El sacerdote levanta el cáliz por encima de su cabeza mientras dice las oraciones. Es el momento más sagrado de la misa, cuando la hostia consagrada y el vino se convierten, para los fieles, en el cuerpo y la sangre de Cristo. El sacerdote termina la oración, y mientras mira a las cerca de doscientas personas que están frente a él, arrodilladas como muestra de fe y respeto, acerca sus labios al borde de la copa. Siente un olor extraño, oleoso. Prueba. No puede aguantar el reflejo de las arcadas. Devuelve el sorbo a la copa, pero unas gotas alcanzan a bajar por su garganta. Siente que por su interior sube una baba espesa. No puede contenerse y vomita. La concurrencia se inquieta, murmura, se mueve. Pero el sacerdote recupera la compostura, pide disculpas y termina la celebración. Más tarde, en la clínica Santa Fe, el sacerdote recibe el diagnóstico: alguien había puesto cianuro en el recipiente del vino.

(Iván Ramiro no se calla nada. Entrevista con uno de los ídolos más grandes del fútbol colombiano)

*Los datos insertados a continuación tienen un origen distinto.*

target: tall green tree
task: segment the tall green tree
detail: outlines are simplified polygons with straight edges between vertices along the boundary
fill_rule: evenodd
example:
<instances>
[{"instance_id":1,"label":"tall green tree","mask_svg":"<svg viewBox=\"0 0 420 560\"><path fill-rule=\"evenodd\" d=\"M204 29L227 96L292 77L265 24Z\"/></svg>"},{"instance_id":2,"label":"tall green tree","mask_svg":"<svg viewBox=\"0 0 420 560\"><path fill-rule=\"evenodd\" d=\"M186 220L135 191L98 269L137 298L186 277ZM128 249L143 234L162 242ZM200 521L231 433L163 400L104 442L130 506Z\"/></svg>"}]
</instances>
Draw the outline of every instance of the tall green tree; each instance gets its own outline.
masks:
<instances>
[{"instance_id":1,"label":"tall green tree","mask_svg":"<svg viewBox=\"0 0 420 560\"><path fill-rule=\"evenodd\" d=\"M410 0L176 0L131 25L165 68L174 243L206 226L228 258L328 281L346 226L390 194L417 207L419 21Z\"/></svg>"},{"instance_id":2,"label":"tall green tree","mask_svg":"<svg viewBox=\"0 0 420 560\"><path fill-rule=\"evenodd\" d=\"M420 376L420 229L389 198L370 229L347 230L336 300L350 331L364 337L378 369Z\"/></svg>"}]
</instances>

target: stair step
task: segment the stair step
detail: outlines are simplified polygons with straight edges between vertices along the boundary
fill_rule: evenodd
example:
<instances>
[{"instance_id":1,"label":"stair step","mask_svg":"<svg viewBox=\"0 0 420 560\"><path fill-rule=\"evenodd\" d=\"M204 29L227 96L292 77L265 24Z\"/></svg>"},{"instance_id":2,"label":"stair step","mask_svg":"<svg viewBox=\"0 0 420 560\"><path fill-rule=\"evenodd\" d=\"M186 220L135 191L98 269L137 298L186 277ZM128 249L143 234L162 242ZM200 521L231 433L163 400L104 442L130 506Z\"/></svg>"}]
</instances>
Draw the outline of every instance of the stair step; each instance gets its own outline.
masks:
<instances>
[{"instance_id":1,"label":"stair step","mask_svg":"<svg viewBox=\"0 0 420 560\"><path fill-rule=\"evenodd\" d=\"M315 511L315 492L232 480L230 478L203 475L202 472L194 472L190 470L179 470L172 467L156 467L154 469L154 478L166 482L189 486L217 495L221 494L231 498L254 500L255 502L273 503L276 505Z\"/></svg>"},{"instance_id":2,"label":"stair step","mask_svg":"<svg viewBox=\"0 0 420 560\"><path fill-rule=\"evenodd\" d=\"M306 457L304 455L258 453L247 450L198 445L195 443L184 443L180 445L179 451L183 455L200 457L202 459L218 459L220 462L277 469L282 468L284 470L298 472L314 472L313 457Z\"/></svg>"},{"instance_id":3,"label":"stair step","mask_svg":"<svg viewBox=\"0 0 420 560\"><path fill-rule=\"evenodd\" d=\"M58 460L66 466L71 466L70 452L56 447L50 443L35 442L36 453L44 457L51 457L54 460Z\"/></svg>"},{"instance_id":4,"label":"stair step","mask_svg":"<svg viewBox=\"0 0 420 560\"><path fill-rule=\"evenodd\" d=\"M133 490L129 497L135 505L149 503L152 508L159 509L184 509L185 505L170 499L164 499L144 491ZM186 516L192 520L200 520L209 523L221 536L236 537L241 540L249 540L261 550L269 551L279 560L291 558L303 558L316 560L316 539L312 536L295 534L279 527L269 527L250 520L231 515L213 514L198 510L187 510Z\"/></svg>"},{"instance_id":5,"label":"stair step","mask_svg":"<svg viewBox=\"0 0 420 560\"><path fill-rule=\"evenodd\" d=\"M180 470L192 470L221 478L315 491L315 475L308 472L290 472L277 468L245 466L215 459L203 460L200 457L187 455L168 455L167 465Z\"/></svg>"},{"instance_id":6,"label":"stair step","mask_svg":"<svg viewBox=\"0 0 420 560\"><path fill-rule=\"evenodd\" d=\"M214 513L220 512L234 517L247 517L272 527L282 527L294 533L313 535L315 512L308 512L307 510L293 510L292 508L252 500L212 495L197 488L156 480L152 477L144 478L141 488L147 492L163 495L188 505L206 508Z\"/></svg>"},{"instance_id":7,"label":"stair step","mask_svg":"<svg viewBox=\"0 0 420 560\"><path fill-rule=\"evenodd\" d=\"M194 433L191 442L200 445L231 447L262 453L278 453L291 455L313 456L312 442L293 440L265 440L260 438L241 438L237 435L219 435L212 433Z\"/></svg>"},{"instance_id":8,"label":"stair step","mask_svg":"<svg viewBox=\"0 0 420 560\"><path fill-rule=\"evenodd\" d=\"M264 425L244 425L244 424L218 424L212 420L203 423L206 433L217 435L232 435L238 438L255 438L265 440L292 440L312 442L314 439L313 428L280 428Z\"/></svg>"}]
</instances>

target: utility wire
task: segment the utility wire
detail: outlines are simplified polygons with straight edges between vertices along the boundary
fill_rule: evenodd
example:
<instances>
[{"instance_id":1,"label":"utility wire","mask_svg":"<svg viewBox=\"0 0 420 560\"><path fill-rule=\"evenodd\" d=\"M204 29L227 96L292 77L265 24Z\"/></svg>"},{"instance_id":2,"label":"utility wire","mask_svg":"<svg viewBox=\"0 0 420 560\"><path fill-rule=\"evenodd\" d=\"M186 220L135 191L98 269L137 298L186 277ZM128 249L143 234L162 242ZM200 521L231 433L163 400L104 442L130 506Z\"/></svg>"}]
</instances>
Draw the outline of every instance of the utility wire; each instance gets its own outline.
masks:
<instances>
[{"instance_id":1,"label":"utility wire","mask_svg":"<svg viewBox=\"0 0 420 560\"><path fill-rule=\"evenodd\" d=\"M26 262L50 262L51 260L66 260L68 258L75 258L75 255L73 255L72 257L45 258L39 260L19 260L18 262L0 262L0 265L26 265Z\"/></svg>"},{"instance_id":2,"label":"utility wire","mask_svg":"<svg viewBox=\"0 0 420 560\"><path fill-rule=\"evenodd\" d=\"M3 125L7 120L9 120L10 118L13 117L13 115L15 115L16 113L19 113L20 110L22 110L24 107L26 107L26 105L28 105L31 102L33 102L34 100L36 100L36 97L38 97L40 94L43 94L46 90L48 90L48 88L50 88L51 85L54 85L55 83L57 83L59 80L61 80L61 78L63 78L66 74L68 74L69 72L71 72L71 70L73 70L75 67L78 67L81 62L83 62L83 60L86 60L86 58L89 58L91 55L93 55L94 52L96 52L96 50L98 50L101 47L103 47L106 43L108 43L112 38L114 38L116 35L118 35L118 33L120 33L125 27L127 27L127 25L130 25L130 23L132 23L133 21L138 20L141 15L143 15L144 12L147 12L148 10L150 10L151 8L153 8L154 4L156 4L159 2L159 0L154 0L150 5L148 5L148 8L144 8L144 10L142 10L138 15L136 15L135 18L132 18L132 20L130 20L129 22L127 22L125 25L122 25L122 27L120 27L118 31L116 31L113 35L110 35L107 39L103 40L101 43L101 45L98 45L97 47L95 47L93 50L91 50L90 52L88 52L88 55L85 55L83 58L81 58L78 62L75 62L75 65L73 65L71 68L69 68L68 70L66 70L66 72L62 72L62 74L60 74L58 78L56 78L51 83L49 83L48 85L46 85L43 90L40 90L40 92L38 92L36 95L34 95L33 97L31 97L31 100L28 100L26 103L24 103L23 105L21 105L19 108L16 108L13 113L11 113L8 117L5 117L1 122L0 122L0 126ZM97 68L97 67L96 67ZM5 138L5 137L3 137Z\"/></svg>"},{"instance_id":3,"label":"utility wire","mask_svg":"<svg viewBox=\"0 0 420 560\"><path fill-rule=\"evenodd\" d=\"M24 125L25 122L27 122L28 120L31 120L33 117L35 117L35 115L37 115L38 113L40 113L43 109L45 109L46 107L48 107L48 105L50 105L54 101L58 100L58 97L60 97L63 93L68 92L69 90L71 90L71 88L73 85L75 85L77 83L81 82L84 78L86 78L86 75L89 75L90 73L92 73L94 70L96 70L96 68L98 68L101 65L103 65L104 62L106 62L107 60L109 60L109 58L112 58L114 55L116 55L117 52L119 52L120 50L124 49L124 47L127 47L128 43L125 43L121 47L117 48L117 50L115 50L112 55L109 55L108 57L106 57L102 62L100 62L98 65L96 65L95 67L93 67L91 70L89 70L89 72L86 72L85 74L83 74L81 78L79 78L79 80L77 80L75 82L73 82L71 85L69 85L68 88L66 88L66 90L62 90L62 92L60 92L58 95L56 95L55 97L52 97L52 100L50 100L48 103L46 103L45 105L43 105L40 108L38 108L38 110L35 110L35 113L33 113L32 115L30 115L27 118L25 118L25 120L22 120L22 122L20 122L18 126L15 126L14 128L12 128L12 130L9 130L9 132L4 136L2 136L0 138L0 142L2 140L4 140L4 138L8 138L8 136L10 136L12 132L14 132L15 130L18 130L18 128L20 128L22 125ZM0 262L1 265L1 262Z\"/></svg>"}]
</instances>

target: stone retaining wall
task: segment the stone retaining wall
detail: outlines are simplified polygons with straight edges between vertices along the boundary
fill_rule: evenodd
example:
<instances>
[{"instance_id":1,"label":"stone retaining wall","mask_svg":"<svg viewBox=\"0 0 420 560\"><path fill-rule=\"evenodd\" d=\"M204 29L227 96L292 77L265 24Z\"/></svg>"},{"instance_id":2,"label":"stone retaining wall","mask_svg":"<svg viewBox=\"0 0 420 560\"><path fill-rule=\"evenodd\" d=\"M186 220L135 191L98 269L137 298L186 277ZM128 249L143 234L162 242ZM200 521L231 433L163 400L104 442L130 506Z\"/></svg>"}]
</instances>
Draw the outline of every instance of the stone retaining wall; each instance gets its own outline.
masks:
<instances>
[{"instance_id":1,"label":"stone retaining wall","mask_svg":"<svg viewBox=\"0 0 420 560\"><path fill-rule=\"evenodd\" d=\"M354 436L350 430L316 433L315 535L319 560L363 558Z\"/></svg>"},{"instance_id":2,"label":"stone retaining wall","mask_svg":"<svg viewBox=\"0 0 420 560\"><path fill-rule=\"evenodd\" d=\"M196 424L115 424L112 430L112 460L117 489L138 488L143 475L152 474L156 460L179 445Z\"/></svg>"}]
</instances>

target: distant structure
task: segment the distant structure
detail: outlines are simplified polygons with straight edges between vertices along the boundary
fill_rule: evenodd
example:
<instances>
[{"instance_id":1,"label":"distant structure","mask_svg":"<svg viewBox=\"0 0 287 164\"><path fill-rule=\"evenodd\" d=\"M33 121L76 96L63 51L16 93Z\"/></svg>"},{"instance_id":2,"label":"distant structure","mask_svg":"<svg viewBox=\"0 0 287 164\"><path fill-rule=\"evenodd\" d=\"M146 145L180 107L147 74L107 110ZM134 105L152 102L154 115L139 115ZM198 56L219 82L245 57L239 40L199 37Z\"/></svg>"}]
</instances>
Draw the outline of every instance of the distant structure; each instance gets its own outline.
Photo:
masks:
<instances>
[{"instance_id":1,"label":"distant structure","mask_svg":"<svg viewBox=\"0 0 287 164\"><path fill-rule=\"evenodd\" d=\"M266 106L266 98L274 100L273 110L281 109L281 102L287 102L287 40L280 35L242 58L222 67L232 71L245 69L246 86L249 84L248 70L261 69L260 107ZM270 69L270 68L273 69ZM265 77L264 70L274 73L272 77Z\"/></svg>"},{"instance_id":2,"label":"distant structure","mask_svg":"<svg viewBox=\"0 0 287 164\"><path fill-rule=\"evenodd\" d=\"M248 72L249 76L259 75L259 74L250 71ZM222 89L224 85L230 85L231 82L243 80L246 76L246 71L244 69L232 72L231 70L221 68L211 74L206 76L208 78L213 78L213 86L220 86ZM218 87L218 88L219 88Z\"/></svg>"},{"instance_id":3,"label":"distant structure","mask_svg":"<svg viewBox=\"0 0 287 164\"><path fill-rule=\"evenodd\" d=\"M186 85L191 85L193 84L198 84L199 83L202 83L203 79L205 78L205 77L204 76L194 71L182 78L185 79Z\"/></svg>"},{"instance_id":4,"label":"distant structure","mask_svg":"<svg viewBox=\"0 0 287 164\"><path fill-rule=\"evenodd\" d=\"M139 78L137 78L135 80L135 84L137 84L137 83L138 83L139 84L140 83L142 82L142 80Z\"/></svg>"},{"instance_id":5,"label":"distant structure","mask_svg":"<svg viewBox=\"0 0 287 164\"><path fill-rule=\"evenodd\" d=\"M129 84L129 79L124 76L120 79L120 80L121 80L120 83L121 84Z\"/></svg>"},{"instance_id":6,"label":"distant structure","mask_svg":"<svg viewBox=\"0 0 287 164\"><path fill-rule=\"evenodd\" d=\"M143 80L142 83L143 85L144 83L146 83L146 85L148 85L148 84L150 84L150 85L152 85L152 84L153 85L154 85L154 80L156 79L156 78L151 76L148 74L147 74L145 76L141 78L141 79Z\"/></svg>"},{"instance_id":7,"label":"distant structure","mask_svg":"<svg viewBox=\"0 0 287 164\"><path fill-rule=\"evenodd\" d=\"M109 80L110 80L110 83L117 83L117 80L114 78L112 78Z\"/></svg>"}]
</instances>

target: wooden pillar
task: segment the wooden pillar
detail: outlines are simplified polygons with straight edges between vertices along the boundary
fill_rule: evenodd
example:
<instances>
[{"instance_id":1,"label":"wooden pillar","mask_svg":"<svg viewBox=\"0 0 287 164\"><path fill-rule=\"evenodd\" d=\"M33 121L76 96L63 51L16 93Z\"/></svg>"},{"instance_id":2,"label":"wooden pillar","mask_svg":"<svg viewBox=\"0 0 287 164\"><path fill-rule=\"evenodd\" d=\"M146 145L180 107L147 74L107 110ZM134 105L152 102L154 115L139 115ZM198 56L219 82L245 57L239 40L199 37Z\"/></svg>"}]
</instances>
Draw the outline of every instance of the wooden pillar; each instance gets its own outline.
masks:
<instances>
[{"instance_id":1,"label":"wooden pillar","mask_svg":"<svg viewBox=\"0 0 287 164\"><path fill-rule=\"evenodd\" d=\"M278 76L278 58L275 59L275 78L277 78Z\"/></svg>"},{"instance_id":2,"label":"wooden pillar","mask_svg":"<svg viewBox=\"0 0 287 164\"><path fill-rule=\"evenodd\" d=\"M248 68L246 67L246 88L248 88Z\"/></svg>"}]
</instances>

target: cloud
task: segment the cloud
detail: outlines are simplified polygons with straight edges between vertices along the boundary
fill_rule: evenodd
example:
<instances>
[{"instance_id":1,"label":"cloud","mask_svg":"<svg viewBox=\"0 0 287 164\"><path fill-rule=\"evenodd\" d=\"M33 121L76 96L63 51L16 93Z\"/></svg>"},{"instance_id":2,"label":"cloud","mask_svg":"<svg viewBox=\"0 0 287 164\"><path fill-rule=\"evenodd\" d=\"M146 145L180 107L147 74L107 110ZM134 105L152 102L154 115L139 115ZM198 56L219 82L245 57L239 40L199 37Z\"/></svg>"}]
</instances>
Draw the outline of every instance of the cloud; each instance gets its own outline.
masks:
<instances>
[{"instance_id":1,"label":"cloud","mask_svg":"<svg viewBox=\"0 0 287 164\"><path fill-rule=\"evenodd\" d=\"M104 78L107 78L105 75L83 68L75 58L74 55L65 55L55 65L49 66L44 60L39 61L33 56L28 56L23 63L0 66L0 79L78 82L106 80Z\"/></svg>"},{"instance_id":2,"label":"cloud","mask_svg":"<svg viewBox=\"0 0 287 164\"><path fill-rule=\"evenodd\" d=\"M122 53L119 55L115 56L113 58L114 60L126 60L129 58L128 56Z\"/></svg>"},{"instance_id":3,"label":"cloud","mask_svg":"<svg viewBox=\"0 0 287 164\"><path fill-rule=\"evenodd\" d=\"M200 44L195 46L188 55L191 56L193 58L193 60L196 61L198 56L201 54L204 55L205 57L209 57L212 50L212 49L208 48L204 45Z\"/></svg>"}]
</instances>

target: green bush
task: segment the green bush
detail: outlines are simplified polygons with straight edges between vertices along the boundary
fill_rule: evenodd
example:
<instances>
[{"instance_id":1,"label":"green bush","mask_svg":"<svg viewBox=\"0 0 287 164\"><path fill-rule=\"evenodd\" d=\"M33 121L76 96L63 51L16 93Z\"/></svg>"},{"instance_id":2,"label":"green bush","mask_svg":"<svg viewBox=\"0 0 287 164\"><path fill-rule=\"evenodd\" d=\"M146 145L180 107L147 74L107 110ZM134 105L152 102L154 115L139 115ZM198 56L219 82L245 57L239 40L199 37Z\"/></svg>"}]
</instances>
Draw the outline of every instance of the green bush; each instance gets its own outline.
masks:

Unos días después, el 27 de marzo de 2000, el diario El Tiempo publicó una nota de página entera titulada ‘Perseguido por el diablo’. Además del veneno en el vino de consagrar, al sacerdote le venían dejando desde tiempo atrás cadáveres de perros, pintadas, excrementos y otras lindezas cerca de su parroquia en Bosa, en el suroccidente de Bogotá. Al parecer, las pandillas del sector no estaban contentas con el trabajo del cura, que había logrado sacar de las calles y la vagancia a muchos jóvenes. También había tenido problemas con urbanizadores piratas que intentaban vender lotes ilegales a los habitantes de la zona. Apenas unos pocos lectores de la nota de El Tiempo habían oído el nombre de ese sacerdote, o lo habían visto celebrando misa en el Canal Trece, que solo se transmite en Bogotá. Pero muchos colombianos no sabían todavía de su existencia.

Jesús Hernán Orjuela creció en el barrio Santa Bárbara, cerca de Úsaquen, en el norte de Bogotá. Es el menor de cuatro hermanos. Después de estudiar en el Colegio Mayor Celestino Mutis entró en el Seminario Menor, luego ingresó al Seminario Mayor y estudió Teología en la Universidad Javeriana. 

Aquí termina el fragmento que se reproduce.